I know, a sample size of one isn't statistically viable, but credit where credit's due; I think DxO have made a major leap forward in reliability/stability with this version.

1 upvote
sean lancaster
By sean lancaster (Feb 4, 2013)

I've been very pleased with NIK's DFine, but I don't see it was reviewed. Is it just not considered good? I certainly like it over Lightroom, though.

Yanko Kitanov
By Yanko Kitanov (Feb 2, 2013)

A review that might cut it for novice and amateur users, but lacks in-depth analysis and some detailed comparisons.

By PhotonCanvas (Jan 31, 2013)

Agree with the comments suggesting adding Photo Ninja to this comparo. Photo Ninja (out-of-the-box) produces better, more 'photographic' results.

By owenleve (Jan 30, 2013)

Hmm... Downloaded/tried capture one. Exports corrupt .DNG files. Awesome.

David G O Smith
By David G O Smith (Jan 29, 2013)

If you want the closest to what the camera actually took, you could try dcraw. In Windows it is used command-line in All programs/Accessories/Command Prompt. There are batch commands available in the Windows Command Prompt environment to process a number of files one after the other.

dcraw offers various algorithms for demosaicing. PTLens will remove distortion and one's photo editor of choice will adjust color, saturation, etc.. dcraw does do some highlight recovery. If I remember correctly, it won't process RAW files that don't use the standard Bayer pattern.

My experience is that the combination of dcraw, PTLens and one's preferred photo editor will produce excellent results.

This method is best used with small numbers of files, not hundreds at one time.


1 upvote
james laubscher
By james laubscher (Feb 21, 2013)

Prefer Raw Therapee for a good implementation of DCRaw, which I agree does the best demosaicing.

Serban Alexandru
By Serban Alexandru (Jan 28, 2013)

I want a Gallery!

By Chiemsee (Jan 28, 2013)

By the way, is it unproblematic to access the SAME raw files in a given directory structure with DIFFERENT raw converters?

E.g. LR4 and Photo Ninja... do the share the same xmp-file?? Are the settings completely independent?

Denis de Gannes
By Denis de Gannes (Jan 29, 2013)

Raw converson software providers offer their own individual recipe for processing the RAW sensor data.
So they are not compatible, this is the whole idea of shooting in RAW format , you have the choice of choosing your chef so that you have the taste you prefer.
The competition is what drives the improvements in the processing of raw files. There is no correct/ best "RECIPE". Enjoy.

Comment edited 1 minute after posting
By Chiemsee (Jan 29, 2013)

I was asking whether different RAW converters write to the same xmp-file?!? But to completely seperate sections within this sidecar file?

Do they keep their settings COMPLETELY seperate? I'm thinking of properties with the same name in both converters (e.g. "Brightness")?
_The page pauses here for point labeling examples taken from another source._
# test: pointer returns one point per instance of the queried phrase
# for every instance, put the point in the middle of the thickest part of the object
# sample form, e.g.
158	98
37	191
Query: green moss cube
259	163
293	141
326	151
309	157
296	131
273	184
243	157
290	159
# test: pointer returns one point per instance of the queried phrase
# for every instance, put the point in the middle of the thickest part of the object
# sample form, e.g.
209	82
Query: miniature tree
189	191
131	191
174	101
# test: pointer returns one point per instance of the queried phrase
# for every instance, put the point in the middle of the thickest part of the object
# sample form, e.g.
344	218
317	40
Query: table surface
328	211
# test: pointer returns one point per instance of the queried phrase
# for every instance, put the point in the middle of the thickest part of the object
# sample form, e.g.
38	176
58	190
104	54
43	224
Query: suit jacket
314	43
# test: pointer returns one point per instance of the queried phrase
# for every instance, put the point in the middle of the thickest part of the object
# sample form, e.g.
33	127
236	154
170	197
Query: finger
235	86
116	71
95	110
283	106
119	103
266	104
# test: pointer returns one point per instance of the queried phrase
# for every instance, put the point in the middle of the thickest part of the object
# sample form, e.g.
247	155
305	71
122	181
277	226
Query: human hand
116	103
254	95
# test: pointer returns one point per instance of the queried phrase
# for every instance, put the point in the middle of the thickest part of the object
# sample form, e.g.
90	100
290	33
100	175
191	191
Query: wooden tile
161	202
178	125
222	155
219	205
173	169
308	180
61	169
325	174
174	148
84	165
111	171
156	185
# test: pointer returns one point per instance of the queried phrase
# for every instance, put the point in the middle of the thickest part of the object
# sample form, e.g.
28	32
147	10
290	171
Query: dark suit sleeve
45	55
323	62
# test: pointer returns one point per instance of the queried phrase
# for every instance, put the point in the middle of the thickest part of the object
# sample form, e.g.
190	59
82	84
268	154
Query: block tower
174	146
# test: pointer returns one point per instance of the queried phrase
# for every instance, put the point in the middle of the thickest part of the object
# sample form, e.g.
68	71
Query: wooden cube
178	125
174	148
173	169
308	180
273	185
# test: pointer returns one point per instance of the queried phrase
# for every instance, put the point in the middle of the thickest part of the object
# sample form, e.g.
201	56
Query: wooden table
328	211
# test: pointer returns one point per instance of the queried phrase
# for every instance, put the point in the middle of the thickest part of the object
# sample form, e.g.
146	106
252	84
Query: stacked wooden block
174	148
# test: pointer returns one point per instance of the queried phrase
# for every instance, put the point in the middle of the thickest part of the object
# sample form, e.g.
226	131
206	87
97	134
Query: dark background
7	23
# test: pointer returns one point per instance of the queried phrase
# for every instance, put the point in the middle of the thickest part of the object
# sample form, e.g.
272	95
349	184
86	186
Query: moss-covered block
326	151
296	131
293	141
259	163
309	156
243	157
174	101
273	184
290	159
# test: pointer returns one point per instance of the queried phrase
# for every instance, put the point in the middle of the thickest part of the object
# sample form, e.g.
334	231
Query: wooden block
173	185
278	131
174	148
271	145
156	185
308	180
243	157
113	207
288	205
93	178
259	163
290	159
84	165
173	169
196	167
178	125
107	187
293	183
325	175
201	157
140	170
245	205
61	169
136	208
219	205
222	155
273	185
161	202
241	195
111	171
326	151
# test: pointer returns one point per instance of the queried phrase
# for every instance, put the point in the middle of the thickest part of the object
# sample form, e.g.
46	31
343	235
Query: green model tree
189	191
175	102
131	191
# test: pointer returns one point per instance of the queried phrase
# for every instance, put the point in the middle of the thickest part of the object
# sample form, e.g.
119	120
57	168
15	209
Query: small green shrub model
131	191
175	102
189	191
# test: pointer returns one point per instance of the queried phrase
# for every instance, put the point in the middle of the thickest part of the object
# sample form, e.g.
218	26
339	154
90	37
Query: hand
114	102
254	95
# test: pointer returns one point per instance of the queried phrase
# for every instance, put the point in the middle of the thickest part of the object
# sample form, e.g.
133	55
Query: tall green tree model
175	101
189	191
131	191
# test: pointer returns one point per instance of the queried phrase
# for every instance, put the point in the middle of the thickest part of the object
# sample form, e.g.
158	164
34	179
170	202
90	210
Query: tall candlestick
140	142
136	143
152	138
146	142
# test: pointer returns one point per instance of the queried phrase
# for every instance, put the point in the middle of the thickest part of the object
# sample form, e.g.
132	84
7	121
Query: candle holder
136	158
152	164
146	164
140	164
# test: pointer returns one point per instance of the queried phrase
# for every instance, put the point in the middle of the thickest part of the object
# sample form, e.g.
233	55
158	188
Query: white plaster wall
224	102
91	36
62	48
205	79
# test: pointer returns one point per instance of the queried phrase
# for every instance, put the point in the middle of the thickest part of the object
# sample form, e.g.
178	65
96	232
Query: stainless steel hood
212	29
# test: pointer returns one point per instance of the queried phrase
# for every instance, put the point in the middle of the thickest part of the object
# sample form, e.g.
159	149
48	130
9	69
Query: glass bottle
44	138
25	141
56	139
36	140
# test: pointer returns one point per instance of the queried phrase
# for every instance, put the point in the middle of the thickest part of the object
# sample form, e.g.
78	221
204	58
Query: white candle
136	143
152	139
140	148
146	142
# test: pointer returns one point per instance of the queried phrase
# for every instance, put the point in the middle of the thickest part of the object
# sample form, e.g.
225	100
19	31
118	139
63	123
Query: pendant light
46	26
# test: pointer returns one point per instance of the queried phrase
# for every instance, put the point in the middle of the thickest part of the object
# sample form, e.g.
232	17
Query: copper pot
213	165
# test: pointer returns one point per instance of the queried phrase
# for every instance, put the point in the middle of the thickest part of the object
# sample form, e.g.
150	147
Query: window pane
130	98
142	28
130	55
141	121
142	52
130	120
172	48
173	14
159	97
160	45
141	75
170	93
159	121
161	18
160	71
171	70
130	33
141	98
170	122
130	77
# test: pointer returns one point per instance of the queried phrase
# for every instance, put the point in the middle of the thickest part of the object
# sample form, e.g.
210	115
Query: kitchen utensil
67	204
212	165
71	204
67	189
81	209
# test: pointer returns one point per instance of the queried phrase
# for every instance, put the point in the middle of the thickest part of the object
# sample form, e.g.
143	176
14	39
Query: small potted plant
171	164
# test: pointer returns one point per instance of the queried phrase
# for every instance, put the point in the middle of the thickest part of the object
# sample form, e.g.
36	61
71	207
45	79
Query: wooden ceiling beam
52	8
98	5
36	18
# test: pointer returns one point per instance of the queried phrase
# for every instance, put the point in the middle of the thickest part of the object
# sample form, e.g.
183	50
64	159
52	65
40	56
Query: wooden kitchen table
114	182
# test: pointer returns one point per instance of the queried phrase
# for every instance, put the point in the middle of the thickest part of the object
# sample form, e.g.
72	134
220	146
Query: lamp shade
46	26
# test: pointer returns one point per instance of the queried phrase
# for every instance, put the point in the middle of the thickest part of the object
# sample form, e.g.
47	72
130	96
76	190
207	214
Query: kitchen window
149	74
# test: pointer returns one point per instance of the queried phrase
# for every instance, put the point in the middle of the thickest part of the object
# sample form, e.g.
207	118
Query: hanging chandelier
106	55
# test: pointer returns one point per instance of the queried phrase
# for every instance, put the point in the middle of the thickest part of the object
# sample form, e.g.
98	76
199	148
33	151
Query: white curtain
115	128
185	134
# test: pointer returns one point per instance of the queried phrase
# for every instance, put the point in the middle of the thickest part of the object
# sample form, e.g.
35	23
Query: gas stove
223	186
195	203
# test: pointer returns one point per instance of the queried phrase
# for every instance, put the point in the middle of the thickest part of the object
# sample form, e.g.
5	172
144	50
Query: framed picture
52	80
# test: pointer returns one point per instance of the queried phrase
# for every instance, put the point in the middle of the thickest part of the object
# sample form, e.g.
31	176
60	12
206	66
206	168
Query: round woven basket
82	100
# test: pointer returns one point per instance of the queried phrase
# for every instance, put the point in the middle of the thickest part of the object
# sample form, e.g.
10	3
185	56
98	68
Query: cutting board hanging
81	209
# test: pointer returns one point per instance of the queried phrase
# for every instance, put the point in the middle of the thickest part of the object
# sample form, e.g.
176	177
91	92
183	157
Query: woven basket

In other words: Is it possible/save to browse/import a directory structure full of RAW-files with different raw converters COMPLETELY seperately and parallel (not affecting ANYTHING in the other converters when e.g. changing brightness in one converter)?

1 upvote
By borgelite (Jan 30, 2013)

I'd also like to know this. Anyone?

1 upvote
By keeponkeepingon (Jan 28, 2013)

This article has still not been updated to reflect that dpreview has an affiliation with DXO.

The response given a couple of pages ago is completely inadequate. Publicizing it on a post that has long since vanished from the homepage and not including that relationship in this review of a DXO product is not exactly "transparent".

Original response:
By Amadou Diallo (4 days ago)
We incorporate DxO Mark test data in our lens reviews and smartphone camera reviews. We publicized the announcement on our homepage and include their logo on the relevant review pages. So we're being as transparent as we reasonably can.

Simon Joinson
By Simon Joinson (Jan 28, 2013)

We, like many publications, use DXOMark test results as part of our review process (phones and cameras). This data is publicly available at www.dxomark.com. This is the full extend of our 'relationship'. We have no affiliation with DXO Labs (the team behind Optics Pro).

By Michael_13 (Jan 29, 2013)

Do you see any bias in this review towards DXO? If yes, where exactly?
I find this comparison very helpful and its conclusion very objective. Cannot understand why you are picking on the reviewer.